The future is always a dystopia and the past is always better than this mess we live in right now. That’s if literature has any ability to tell us about ourselves. Stories about the future: Forewarning. Stories about the good ol’ days: Heartening. Somewhere in our collective unconscious we believe there was a golden era of innocence and irresistible quaintness. The present is far from that—so the future has to be worse. Most likely involving robots … emoting and plotting their revenge.
The future scares us and we wish it could be more like it used to be. Therefore we freak out about change and demand tradition because it connects us to this proverbial Garden of Eden in our minds.
This logical glitch is a pestilence in American politics. Conservative politicians in particular pander to this notion; we must go back to the past. There it’s better because we were better.
Presumptive presidential candidate Mitt Romney’s punt on same-sex marriage is: “I agree with 3,000 years of history.” To him this means a love-based consensual marriage between one man and one woman; our current interpretation of marriage. Of course plural marriage, like that of Romney’s grandfathers has also been practiced in the last 3,000 years. As were arranged marriages. As were loveless contractual nuptials. Deuteronomy is pretty clear if a woman isn’t a virgin when she gets married she should be killed. It wasn’t until 1993 that North Carolina became the last state to remove the marriage exemption for rape. Regardless Romney, admits to agreeing with 3,000 years of marriage history. His Etch-a-Sketch must be set to history revision.
I personally don’t agree with any history before sewage systems, women’s suffrage or the Loving decision. I also refuse to romanticize any era before the advent of antibiotics.
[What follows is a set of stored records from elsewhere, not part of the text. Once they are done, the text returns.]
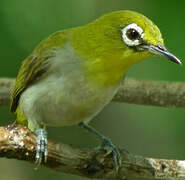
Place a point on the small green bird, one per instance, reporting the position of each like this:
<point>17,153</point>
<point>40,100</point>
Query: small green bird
<point>70,77</point>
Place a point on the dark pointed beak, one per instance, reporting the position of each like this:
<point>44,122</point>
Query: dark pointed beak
<point>161,51</point>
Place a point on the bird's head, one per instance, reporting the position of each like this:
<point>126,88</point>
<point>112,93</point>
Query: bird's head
<point>117,40</point>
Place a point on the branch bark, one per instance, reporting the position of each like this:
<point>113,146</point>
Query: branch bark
<point>19,142</point>
<point>166,94</point>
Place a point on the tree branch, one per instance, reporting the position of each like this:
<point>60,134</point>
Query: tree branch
<point>166,94</point>
<point>19,142</point>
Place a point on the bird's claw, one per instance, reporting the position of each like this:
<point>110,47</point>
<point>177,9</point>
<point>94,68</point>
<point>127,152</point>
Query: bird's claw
<point>41,149</point>
<point>109,147</point>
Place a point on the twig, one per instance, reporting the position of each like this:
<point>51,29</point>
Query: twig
<point>166,94</point>
<point>19,142</point>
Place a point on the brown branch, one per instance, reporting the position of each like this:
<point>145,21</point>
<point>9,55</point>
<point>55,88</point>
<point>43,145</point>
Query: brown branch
<point>166,94</point>
<point>19,142</point>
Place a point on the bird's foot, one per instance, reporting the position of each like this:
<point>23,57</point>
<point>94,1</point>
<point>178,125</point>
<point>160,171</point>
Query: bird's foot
<point>41,149</point>
<point>110,148</point>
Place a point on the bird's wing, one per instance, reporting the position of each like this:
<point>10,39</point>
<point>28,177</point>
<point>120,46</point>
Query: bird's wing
<point>35,66</point>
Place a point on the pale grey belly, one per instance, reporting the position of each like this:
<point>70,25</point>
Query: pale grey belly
<point>64,102</point>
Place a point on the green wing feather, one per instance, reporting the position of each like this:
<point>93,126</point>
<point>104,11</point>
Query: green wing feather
<point>35,66</point>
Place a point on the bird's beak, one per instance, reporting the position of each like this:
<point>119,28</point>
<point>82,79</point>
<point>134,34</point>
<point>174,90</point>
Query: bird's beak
<point>161,51</point>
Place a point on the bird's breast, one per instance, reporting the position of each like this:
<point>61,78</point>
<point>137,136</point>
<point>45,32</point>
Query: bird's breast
<point>65,96</point>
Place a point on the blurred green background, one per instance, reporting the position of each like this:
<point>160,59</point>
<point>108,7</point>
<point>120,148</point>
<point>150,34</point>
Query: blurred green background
<point>144,130</point>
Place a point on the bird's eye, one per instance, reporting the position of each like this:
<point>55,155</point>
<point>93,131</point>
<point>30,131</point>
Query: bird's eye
<point>132,35</point>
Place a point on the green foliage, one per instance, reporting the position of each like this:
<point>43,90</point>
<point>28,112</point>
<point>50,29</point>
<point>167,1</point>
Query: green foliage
<point>149,131</point>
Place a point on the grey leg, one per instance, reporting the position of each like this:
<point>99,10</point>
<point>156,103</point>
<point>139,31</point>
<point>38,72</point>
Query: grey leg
<point>41,149</point>
<point>106,145</point>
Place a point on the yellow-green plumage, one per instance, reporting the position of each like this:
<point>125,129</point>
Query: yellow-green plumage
<point>73,74</point>
<point>101,52</point>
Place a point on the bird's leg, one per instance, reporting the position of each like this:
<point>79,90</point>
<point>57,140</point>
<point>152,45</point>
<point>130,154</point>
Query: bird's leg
<point>106,145</point>
<point>41,149</point>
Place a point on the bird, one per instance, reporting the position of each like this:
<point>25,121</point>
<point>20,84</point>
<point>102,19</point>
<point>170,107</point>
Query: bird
<point>73,74</point>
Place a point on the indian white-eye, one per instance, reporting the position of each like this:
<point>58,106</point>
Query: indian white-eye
<point>74,73</point>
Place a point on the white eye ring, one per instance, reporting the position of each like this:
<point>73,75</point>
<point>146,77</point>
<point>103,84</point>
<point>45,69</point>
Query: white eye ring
<point>127,40</point>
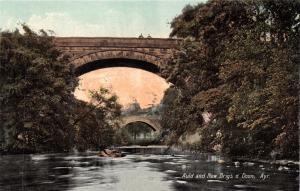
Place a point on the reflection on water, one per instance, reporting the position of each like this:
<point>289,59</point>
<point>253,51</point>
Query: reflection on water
<point>147,172</point>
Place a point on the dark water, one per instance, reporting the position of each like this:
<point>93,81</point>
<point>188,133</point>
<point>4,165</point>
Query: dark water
<point>136,172</point>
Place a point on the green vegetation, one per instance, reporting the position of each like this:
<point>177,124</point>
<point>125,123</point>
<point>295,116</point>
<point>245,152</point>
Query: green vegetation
<point>38,110</point>
<point>238,62</point>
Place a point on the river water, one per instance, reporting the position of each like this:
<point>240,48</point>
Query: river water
<point>140,172</point>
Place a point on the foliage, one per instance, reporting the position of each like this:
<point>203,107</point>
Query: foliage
<point>239,62</point>
<point>36,97</point>
<point>39,112</point>
<point>99,125</point>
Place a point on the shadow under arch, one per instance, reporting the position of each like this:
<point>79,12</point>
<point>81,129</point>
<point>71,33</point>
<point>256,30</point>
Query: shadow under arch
<point>116,62</point>
<point>151,126</point>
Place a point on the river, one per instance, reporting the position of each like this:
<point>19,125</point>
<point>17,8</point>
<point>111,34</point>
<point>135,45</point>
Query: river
<point>140,172</point>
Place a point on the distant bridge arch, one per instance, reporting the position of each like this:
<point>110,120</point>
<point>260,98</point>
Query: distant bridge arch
<point>154,123</point>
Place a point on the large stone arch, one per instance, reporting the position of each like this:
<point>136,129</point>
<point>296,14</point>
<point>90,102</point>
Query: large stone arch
<point>112,58</point>
<point>153,123</point>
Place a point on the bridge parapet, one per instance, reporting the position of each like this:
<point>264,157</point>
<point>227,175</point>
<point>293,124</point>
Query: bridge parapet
<point>83,50</point>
The GOP’s objection to state-sanctioned monogamous homosexual relationships is, they offer, based on their belief in the Bible. The current crop of Republicans are less into Jesus (who didn’t like rich people or capital punishment) than they are into 1st Century values like stoning misfits in the public square. They’ve picked gay marriage to condemn as an evil out to kill us all, because for Republicans there actually IS a magic time in the not-so-distant past to be nostalgic for—specifically 2004. Then gay marriage was the perfect catalyst to get people to vote Republican. Hence Dubya’s second term.
And now? Now in the wake of the unremarkable ending to Don’t Ask, Don’t Tell (which funny enough is no longer talked about), gay rights doesn’t have the same bite. In 2005 the Supreme Court made sodomy legal in all 50 states and since then there have been absolutely no reports of anyone turning into a pillar of salt. But Republicans who pride themselves on being traditional and firmly planted in the past regardless of folly—are going to try and chum the water with something as anemic as spousal privilege.
Last week President Obama said he supported gays being allowed to marry. This was the right thing to do. But it wasn’t the radical thing to do—it’s popular. Most Americans agree that homosexuals should be able to be married. According to a recent Gallup poll 51 percent of Americans agree with President Obama on this issue.
Will gay marriage corrode the foundation of this country? When gay marriage becomes the norm (which it will eventually) we probably won’t even notice. We’ll get the same amount of wedding invites only all of these will be legal. You’ll know the same amount of gays you know now. Our children will have the same likelihood of being homosexual as they do now. Very few American’s lives will change. It’s just a minority—a persecuted, ostracized, demonized minority—of Americans whose lives will improve with the option for full-legal rights as a married couple.
That’s if the past is actually prologue … instead of paradise.